Kangyuy'un kazılan tüm yerleşim yerlerinde ve şehir merkezlerinde tahıl kalıntıları, kavun tohumları ve meyve bitkileri bulundu. Konut binalarındaki depo odalarında, malzemeleri depolamak için büyük kil kaplar ve kaplar bulundu.
Bu nedenle, ana ekonomik faaliyet türü olarak göçebe sığır yetiştiriciliğinin egemenliği ve küçük yerleşim ve tarım merkezlerinin varlığı, Hun döneminin tüm devletleri için genel kural olarak kabul edilebilir. Devlet çerçevesinde, göçebe ve yerleşik nüfus uyumlu bir şekilde birleştirildi. Sığır yetiştiriciliği ve tarımın yanı sıra Hunlar, Usun'lar ve Kangyuylar yerel ticaret ve zanaat geliştirdiler. Takı, çömlekçilik ve demircilik özellikle gelişmiştir. Höyüklerde bulunan çeşitli metal ürünlerin buluntuları, metalurji zanaatının gelişimine işaret etmektedir. Nüfusun bir kısmı sürekli olarak demir ve polimetalik cevherlerin çıkarılması, altın ve gümüşün geliştirilmesi ile uğraşmaktadır.
Hunlar. Hunların Çağı
MÖ 1. binyılın ortasında. Altay, Güney Sibirya ve Doğu Kazakistan topraklarında, Hun kabilelerinin Xiongnu (Hunlar) adı verilen bir ittifakı şekillenmeye başladı. Çağımızın başındaki tarihçiler tarafından kaydedilen Hunların şecere öykülerinde belirtildiği gibi, "bunların bin yıllık bir geçmişi vardı." Bu kabileler, Büyük Milletler Göçü döneminin tarihi olaylarında kendilerini ilan ettiler. Devleti yaratan proto-Türk birliklerinden Hunlar, Usun'lar ve Kangyuis modern Kazakistan tarihinde önemli bir rol oynadılar. İmparatorluğun altın çağında (MÖ 177) Hunların toprakları, Pasifik Okyanusu'ndan Hazar Denizi kıyılarına ve daha sonra Orta Avrupa'ya kadar Avrasya'nın geniş alanlarını kapsıyordu.

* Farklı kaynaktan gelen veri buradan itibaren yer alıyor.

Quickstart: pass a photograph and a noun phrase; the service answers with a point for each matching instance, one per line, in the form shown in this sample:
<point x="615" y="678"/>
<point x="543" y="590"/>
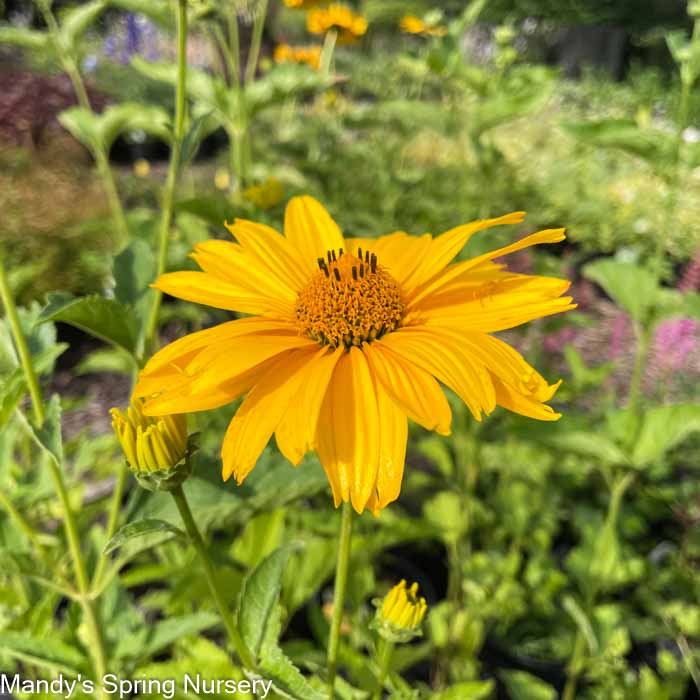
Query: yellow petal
<point x="296" y="432"/>
<point x="203" y="288"/>
<point x="438" y="354"/>
<point x="261" y="410"/>
<point x="414" y="389"/>
<point x="392" y="449"/>
<point x="311" y="231"/>
<point x="455" y="272"/>
<point x="524" y="405"/>
<point x="235" y="264"/>
<point x="271" y="250"/>
<point x="348" y="431"/>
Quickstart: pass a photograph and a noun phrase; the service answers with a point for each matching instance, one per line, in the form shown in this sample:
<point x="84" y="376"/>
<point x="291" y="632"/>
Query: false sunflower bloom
<point x="349" y="25"/>
<point x="346" y="339"/>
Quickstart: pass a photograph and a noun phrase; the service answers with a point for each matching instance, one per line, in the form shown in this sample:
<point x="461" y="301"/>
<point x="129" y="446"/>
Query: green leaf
<point x="133" y="270"/>
<point x="76" y="20"/>
<point x="133" y="116"/>
<point x="45" y="653"/>
<point x="651" y="144"/>
<point x="582" y="622"/>
<point x="523" y="686"/>
<point x="48" y="435"/>
<point x="286" y="677"/>
<point x="139" y="529"/>
<point x="469" y="690"/>
<point x="25" y="38"/>
<point x="258" y="597"/>
<point x="106" y="319"/>
<point x="662" y="429"/>
<point x="82" y="125"/>
<point x="632" y="287"/>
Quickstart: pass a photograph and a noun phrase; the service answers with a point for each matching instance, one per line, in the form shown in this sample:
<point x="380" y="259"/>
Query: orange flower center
<point x="350" y="300"/>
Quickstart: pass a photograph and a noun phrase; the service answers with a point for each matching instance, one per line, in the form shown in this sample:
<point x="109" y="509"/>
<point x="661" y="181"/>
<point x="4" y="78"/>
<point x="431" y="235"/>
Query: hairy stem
<point x="341" y="580"/>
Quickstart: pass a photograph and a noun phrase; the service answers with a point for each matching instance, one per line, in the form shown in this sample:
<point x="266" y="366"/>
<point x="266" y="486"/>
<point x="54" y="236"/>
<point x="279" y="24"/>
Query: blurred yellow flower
<point x="415" y="25"/>
<point x="304" y="4"/>
<point x="311" y="55"/>
<point x="265" y="195"/>
<point x="222" y="179"/>
<point x="402" y="610"/>
<point x="142" y="167"/>
<point x="346" y="338"/>
<point x="350" y="26"/>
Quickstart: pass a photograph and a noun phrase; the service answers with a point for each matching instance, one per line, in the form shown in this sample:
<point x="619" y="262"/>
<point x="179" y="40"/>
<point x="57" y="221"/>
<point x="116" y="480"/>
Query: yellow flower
<point x="156" y="448"/>
<point x="266" y="195"/>
<point x="349" y="25"/>
<point x="311" y="55"/>
<point x="401" y="613"/>
<point x="414" y="25"/>
<point x="347" y="338"/>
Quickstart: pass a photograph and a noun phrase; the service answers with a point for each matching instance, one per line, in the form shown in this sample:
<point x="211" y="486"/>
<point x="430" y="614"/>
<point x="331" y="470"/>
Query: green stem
<point x="112" y="521"/>
<point x="255" y="42"/>
<point x="327" y="52"/>
<point x="96" y="645"/>
<point x="196" y="539"/>
<point x="384" y="659"/>
<point x="151" y="327"/>
<point x="341" y="580"/>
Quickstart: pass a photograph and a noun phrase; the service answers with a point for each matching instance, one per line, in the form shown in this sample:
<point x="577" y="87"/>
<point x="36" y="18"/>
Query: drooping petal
<point x="348" y="431"/>
<point x="524" y="405"/>
<point x="261" y="411"/>
<point x="311" y="231"/>
<point x="414" y="389"/>
<point x="203" y="288"/>
<point x="296" y="432"/>
<point x="433" y="351"/>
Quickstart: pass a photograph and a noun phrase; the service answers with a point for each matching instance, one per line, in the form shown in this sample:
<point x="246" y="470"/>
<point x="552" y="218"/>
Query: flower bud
<point x="400" y="613"/>
<point x="157" y="448"/>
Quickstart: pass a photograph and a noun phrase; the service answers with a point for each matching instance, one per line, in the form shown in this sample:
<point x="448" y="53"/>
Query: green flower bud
<point x="157" y="448"/>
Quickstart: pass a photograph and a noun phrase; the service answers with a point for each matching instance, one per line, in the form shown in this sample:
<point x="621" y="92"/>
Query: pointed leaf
<point x="106" y="319"/>
<point x="140" y="528"/>
<point x="259" y="596"/>
<point x="663" y="428"/>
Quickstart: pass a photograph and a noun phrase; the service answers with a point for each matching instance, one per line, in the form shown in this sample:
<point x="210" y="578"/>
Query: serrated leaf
<point x="106" y="319"/>
<point x="651" y="144"/>
<point x="663" y="428"/>
<point x="140" y="528"/>
<point x="632" y="287"/>
<point x="24" y="38"/>
<point x="524" y="686"/>
<point x="259" y="596"/>
<point x="469" y="690"/>
<point x="45" y="653"/>
<point x="286" y="677"/>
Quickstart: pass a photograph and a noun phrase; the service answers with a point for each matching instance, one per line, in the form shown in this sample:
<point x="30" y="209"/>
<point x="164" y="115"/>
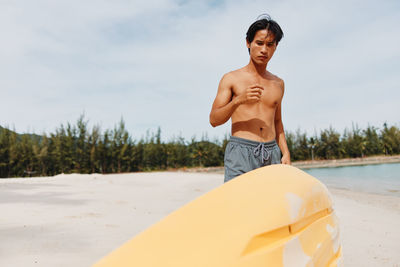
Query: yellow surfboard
<point x="273" y="216"/>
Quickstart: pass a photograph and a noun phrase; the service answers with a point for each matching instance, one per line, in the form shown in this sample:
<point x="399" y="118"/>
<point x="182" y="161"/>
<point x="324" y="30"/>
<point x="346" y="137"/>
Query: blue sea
<point x="378" y="179"/>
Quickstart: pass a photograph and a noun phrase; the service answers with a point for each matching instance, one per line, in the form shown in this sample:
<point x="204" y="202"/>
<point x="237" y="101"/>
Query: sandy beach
<point x="75" y="220"/>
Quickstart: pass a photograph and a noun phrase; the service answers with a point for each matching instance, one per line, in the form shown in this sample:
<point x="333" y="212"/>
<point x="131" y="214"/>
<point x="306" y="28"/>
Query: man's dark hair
<point x="264" y="22"/>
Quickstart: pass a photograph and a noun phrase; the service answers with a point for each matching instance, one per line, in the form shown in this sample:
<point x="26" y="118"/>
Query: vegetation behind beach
<point x="78" y="149"/>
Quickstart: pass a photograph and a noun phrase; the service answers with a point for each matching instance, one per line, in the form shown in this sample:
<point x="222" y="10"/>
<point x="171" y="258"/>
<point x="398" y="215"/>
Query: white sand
<point x="74" y="220"/>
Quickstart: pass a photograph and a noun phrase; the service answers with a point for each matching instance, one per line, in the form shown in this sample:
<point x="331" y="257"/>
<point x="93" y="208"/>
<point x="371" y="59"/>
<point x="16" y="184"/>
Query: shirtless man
<point x="251" y="97"/>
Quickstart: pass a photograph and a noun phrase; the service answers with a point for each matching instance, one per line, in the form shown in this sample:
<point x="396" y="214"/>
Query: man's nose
<point x="264" y="50"/>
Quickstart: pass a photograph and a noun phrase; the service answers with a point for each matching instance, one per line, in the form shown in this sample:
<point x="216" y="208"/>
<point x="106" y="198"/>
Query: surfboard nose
<point x="277" y="215"/>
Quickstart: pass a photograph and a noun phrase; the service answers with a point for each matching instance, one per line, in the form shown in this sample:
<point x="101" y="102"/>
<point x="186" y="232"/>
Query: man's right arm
<point x="223" y="106"/>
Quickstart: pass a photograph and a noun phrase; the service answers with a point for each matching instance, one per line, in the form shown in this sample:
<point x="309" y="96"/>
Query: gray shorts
<point x="243" y="155"/>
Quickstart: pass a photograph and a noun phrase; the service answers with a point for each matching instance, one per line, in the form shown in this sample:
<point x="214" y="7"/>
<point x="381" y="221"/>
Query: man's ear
<point x="247" y="44"/>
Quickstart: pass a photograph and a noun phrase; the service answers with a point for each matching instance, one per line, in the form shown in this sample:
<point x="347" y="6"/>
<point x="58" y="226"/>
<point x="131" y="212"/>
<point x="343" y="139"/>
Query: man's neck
<point x="256" y="68"/>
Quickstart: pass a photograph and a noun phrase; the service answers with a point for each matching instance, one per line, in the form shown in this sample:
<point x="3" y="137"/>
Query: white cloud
<point x="158" y="63"/>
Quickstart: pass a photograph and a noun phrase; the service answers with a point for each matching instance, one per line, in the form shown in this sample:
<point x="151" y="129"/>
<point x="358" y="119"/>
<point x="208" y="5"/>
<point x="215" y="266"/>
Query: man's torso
<point x="255" y="121"/>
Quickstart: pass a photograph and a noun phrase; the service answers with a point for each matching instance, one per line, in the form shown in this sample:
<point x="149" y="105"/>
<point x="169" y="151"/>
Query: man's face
<point x="262" y="47"/>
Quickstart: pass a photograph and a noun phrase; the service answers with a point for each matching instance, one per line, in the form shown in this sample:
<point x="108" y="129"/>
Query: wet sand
<point x="74" y="220"/>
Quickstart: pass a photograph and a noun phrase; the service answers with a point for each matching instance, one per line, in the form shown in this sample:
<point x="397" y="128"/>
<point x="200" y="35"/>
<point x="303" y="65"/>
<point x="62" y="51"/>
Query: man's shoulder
<point x="275" y="78"/>
<point x="234" y="74"/>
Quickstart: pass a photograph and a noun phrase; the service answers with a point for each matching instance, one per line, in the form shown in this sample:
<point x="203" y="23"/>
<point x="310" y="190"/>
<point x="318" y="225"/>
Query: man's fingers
<point x="256" y="86"/>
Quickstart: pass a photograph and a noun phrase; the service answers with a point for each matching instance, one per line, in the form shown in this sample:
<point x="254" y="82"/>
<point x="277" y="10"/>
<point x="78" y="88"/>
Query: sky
<point x="158" y="63"/>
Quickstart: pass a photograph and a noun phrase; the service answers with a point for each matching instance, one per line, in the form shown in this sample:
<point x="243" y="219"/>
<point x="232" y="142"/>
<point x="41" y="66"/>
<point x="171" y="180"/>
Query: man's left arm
<point x="280" y="133"/>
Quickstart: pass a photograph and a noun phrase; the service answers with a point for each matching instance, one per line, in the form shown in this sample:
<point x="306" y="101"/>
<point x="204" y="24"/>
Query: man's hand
<point x="251" y="95"/>
<point x="286" y="159"/>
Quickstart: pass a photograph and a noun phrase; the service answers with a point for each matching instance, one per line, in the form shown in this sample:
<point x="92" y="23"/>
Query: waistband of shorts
<point x="252" y="143"/>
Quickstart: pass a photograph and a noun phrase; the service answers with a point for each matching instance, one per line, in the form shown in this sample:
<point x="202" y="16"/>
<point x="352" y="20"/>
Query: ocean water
<point x="378" y="179"/>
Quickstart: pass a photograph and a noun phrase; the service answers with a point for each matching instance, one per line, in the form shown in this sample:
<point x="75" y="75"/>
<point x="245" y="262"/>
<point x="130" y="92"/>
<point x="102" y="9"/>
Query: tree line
<point x="78" y="149"/>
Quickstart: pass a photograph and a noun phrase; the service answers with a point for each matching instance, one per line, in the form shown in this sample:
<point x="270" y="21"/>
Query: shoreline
<point x="76" y="219"/>
<point x="312" y="164"/>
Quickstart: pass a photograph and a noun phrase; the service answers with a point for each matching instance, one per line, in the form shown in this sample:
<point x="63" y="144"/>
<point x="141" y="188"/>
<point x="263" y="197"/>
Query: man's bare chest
<point x="271" y="93"/>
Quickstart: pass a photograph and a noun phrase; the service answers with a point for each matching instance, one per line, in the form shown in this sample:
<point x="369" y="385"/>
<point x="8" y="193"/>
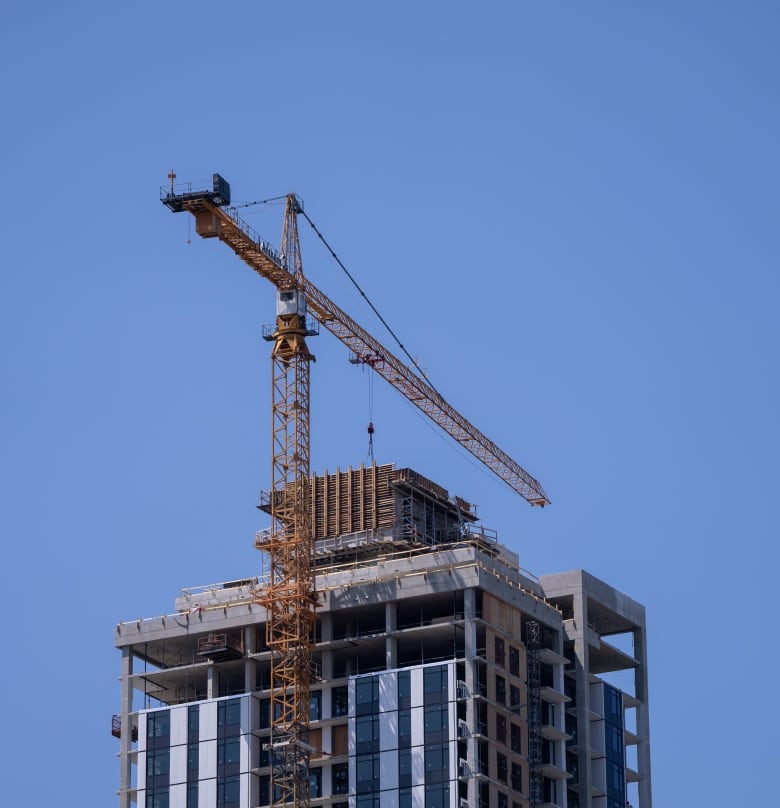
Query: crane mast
<point x="290" y="598"/>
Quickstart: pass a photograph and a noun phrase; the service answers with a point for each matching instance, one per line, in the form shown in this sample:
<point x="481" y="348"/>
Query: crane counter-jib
<point x="214" y="220"/>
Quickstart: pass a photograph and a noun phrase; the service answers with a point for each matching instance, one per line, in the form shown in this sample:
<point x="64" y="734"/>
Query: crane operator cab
<point x="289" y="302"/>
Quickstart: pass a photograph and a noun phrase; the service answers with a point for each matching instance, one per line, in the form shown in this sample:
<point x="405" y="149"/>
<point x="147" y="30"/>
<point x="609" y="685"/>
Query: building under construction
<point x="442" y="674"/>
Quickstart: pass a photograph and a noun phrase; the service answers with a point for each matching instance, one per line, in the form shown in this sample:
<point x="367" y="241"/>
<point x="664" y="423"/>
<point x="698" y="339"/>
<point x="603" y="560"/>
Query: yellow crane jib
<point x="210" y="205"/>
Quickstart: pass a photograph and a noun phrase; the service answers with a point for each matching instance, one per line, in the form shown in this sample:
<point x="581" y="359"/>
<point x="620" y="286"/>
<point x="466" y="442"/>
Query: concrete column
<point x="391" y="643"/>
<point x="326" y="635"/>
<point x="126" y="736"/>
<point x="642" y="719"/>
<point x="250" y="666"/>
<point x="470" y="644"/>
<point x="582" y="665"/>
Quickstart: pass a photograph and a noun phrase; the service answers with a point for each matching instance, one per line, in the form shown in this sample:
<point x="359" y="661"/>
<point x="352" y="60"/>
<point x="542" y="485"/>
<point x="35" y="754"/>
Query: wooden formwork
<point x="352" y="500"/>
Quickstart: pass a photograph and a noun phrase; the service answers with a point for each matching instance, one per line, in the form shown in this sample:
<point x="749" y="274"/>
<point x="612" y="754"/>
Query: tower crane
<point x="290" y="598"/>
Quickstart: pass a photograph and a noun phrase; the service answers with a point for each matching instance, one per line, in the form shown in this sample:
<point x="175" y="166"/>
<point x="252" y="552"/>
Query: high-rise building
<point x="444" y="675"/>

Çin kaynaklarına göre Usun, Doğu Türkistan'ın kuzey bölgelerinin asıl sakinleri, ardından Fergana ve Semirechye'dir. Eski devletlerden biri olan Kangyuy şu bölgeyi işgal etti: Taşkent vahası dahil Güney Kazakistan, Syr Darya havzası ve güneybatı Semirechye'nin bir kısmı. Bununla birlikte, bugün Hunların, Usunların ve Kangyuislerin yerelleştirilmesinde hala birçok tartışmalı konu var. Yüzyıllar boyunca doğu kabileler koalisyonunu yöneten Hunlar, Avrasya'nın tüm bölgelerinin kaderi üzerinde muazzam bir etkiye sahipti. MÖ II.Yüzyılda. Hunlar Han hanedanını (Çin) bir "barış ve akrabalık antlaşması" imzalamaya zorladı ve buna göre prensesi ve "hediyeler" şeklinde yıllık bir haraç aldılar. Şu anda, modern Kore'den Batı Çin'e kadar olan bölge shanyu (krallar) tarafından yönetiliyordu.
***
Bu kabileler konfederasyonu Trans-Baykal kabilelerini de içeriyordu. Yuechzha'nın ardından, Hunlar Orta Asya'ya geldiler ve orada Ak Hunlar (Akhunlar) devletini yarattılar. Daha sonra Attila döneminde Hunlar Orta Avrupa'ya ulaştı ve Roma İmparatorluğu'nun yıkılmasına neden oldu. Hunlar tarafından başlatılan "Büyük Milletler Göçü" yeni bir dönemin başlangıcına işaret ediyordu - Orta Çağ ve feodalizm dönemi. Çağımızın başında Hunlar, Avrasya kıtasındaki tarihi olayların gidişatını belirledi. Bu bölgedeki yeni devletlerin, etnik yapıların ve kültürel eğilimlerin oluşumu onlarla ilişkilidir.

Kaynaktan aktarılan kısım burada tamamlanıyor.